Introduction
Focusing on the two core bottlenecks in the field of embodied intelligence-"the scarcity of training data"and "insufficient model generalization capability"-this project innovatively initiates a new paradigm of "large-scale synthetic simulation data for pre-training, complemented by real-world data for post-training."Starting from fundamental research and extending to cross-industry practical applications, the project independently develops key technologies such as physics-realistic simulation, Real2Sim2Real, and end-to-end Vision-Language-Action (VLA) models. This effort establishes a comprehensive, integrated technical system encompassing data generation, model training, and application deployment.
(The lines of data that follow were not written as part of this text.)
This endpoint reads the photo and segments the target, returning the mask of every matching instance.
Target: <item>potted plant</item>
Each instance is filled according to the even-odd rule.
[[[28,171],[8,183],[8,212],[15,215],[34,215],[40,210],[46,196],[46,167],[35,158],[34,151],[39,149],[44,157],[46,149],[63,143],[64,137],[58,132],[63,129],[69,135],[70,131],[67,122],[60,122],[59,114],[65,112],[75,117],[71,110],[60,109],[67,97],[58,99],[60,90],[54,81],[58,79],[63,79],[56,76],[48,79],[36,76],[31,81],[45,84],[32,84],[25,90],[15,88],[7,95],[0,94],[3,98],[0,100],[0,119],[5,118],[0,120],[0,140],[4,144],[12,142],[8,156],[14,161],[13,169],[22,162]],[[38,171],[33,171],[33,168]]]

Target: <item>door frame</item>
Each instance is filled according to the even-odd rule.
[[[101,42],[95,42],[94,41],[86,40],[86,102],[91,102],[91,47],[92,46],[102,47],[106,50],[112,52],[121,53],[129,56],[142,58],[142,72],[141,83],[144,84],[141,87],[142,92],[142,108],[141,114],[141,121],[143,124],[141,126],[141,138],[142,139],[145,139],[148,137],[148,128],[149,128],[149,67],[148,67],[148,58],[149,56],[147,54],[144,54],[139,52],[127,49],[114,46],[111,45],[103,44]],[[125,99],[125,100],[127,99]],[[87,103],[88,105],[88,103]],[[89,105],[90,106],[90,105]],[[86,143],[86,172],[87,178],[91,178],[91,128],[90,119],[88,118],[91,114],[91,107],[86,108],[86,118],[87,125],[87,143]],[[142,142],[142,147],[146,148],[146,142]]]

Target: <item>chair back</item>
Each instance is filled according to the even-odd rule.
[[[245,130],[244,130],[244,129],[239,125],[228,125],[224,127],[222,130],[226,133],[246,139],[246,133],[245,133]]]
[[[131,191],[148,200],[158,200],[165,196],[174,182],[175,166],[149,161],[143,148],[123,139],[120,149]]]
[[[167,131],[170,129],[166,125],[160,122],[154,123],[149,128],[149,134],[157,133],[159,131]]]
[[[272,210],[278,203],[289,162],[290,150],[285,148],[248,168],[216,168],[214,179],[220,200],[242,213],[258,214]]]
Embodied AI Foundation Model Dual-Driven by Synthetic and Real Data
Addressing the two major bottlenecks of scarce data and poor generalization in embodied intelligence, Galbot has innovatively proposed a novel virtual-real data fusion training paradigm: "large-scale simulated synthetic data for pre-training + a small amount of real-world data for post-training. "Starting from the underlying physics solver, the project constructs a physics-realistic simulation data synthesis pipeline, integrates a real-world data acquisition system, and has built the industry's advanced and comprehensive automated toolchain for "data production-labeling-review-training-testing."This system closed-loop iterates data production and model training with low cost and high efficiency, optimized for application deployment goals. The project has yielded multiple high-quality embodied intelligence datasets crucial for global strategic needs, including the billion-scale dexterous hand grasping dataset DexGraspNet 2.0, the spatial intelligence big data SpatialNet covering 770,000 3D object assets, and the ultra-large-scale components dataset GAPartNet.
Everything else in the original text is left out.